Comme le montrent nos études, il continue, bon an mal an, à jouer ce rôle dans un certain nombre de grandes agglomérations. Ainsi, accéder à un logement social en Seine-Saint-Denis constitue souvent une deuxième étape dans le parcours résidentiel d'un travailleur immigré, correspondant à l'accès à une visibilité statutaire et sociale, et participe ainsi d'une forme d'intégration. Il est important par conséquent d'être attentif au taux de rotation dans les logements sociaux, mais aussi à leur place dans le marché du logement. Le logement social sera une étape si le passage à un autre type de logements reste possible. De ce point de vue, l'intérêt pour les très grandes agglomérations de multiplier les logements très sociaux ne me semble pas évident.

Or, cet enjeu de mobilité se heurte au fonctionnement du système actuel qui veut que le degré de priorité pour accéder à un logement social est proportionnel au temps d'inscription du demandeur sur une liste d'attente. Cela se comprend mais je pense que d'autres critères devraient être pris en considération dans une gestion locative intelligente, y compris à l'échelle interterritoriale : la décohabitation, la transition familledomicile pour les jeunes, l'accès au premier emploi, le changement de situation familiale ou professionnelle. Le logement social peut en effet devenir un frein très important à la mobilité interrégionale, qui devrait au contraire être encouragée pour des raisons économiques. C'est ce qui explique pourquoi le Nord-Pas-de-Calais, où le logement locatif très social est développé et le taux de mobilité très faible, comporte des poches de pauvreté « enkystées », contrairement à la Lorraine dont le taux de chômage est équivalent, mais le taux de mobilité plus élevé.

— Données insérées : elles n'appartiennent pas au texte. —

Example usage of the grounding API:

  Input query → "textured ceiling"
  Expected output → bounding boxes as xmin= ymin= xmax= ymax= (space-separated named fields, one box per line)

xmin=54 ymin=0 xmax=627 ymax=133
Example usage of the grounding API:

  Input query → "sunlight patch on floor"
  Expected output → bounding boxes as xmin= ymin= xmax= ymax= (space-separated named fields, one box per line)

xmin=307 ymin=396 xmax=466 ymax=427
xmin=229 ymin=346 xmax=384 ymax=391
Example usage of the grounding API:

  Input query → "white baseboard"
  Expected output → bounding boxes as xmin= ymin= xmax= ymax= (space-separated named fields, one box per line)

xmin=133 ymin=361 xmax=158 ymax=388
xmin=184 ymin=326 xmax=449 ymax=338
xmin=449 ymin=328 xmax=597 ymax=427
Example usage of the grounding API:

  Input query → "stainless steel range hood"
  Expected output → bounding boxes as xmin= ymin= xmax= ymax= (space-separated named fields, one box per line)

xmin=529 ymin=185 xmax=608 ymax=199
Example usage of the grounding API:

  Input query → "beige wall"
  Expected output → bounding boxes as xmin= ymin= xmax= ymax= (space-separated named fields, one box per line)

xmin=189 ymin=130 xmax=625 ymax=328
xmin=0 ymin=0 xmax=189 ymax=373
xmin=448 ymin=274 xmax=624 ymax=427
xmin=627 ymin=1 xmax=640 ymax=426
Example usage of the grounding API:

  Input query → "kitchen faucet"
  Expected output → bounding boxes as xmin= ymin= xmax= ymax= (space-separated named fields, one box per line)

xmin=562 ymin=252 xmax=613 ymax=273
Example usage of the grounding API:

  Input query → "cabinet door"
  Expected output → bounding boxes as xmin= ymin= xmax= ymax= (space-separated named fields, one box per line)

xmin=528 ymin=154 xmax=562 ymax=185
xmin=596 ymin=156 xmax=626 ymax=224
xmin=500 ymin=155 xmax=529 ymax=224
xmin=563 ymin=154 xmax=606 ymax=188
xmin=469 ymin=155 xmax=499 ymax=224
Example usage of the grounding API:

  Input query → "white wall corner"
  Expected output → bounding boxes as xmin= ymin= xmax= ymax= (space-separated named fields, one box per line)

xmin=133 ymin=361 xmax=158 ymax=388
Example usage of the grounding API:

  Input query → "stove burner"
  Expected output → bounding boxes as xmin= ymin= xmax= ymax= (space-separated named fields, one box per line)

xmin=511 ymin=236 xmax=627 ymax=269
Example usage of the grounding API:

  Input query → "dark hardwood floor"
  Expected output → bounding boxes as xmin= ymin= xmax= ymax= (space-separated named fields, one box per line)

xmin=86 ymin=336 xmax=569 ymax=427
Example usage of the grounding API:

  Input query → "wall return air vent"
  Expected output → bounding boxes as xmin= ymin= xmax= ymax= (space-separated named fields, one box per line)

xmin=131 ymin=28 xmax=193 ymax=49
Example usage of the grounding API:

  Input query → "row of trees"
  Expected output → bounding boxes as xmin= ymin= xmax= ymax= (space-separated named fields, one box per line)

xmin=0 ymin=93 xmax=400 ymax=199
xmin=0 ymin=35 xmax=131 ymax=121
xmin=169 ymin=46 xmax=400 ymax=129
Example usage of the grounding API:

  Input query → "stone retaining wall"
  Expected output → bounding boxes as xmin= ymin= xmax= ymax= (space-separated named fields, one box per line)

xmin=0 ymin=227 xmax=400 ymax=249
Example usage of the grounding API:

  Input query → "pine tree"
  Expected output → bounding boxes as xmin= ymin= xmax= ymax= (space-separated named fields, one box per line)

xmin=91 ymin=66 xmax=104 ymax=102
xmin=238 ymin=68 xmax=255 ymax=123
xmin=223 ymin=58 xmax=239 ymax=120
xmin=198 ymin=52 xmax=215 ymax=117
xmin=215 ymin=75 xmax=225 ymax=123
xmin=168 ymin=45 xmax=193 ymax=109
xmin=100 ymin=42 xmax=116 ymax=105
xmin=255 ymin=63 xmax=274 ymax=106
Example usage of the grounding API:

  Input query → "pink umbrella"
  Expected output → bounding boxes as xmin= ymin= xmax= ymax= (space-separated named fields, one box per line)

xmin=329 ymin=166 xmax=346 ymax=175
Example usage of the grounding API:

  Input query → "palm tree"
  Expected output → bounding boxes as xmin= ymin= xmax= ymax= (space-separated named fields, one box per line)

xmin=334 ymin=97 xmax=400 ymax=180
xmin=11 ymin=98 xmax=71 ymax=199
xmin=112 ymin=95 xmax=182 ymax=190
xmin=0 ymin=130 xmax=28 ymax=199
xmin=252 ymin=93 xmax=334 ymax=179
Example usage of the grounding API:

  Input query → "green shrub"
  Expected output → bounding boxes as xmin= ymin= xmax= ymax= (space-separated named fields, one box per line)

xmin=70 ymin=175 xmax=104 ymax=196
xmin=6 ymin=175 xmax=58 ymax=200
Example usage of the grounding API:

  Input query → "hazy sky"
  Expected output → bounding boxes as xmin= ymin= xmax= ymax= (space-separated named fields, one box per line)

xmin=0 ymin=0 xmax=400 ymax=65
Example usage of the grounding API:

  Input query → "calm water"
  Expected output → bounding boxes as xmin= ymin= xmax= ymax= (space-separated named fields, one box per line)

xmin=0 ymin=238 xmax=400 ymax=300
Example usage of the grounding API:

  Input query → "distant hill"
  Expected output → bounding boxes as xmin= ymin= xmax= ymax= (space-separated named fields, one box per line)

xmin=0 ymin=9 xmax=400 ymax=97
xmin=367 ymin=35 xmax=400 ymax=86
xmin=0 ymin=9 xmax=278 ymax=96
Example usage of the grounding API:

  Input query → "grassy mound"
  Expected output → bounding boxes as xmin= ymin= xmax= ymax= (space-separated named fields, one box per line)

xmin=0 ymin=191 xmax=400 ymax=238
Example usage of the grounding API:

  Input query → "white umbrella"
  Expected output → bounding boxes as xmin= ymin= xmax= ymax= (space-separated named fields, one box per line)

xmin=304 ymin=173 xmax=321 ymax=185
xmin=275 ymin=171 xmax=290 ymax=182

En outre, l'offre entre les différents organismes HLM est fortement cloisonnée dans les grandes agglomérations. C'est pourquoi il me semble nécessaire d'améliorer la gestion locative à l'échelle des bassins d'emploi, par exemple en imaginant des accords inter-organismes qui permettraient d'accorder une certaine priorité aux personnes en situation de mobilité ou de transition.

Aussi une réflexion sur les critères d'appui à la mobilité, ainsi que sur la gestion des situations de transition me semble-t-elle importante.

Enfin, la concentration des efforts sur les marchés tendus, les zones les plus denses, ne me paraît pas nécessairement devoir être privilégiée. En effet, d'une part, un marché détendu ne l'est que parce que l'offre et la demande n'y sont pas révélées : dans les milieux ruraux et les petites villes, le marché est atone parce que l'offre y est inexistante ou inadaptée. D'autre part, les personnes pauvres vivent à la campagne, dans les villes petites et moyennes ou dans les espaces périurbains lointains. Comme l'a montré Michel Mouillart, professeur d'économie, les communes non concernées par la loi SRU comptent 15 millions d'habitants et moins de 13 % du parc total de logements sociaux. Or, les questions relatives au rapport domiciletravail, au logement des actifs, à la mobilité, à la décohabitation des jeunes, se posent de façon indifférenciée dans les milieux denses et les milieux peu denses. Il ne s'agit pas de construire du logement social à la campagne pour déporter les problèmes urbains. Mais il convient d'inscrire des stratégies de construction de logement social dans les marchés ruraux, peu denses ou détendus, de façon à réintroduire une diversité de l'offre, à peser sur le marché et, ainsi, à répondre aux besoins. La solvabilité de leurs populations est en effet de 20 à 30 % moindre que celle des ménages urbains moyens. Ainsi, une réflexion sur le ciblage des aides aux logements très sociaux vers ces territoires me semblerait justifiée.

En outre, en milieu peu dense, l'alternative est soit le logement locatif inadapté dans le coeur des petites villes ou des villages, soit le prêt à taux zéro pour une petite maison, avec un effet d'émiettement dommageable. Une stratégie d'offre de logements locatifs sociaux neufs dans ces zones aurait des effets vertueux sur les modes d'occupation du territoire.

Cette stratégie de production de logements sociaux locatifs neufs, notamment dans les petites villes, viendrait à l'appui de la politique d'aménagement du territoire menée par l'État.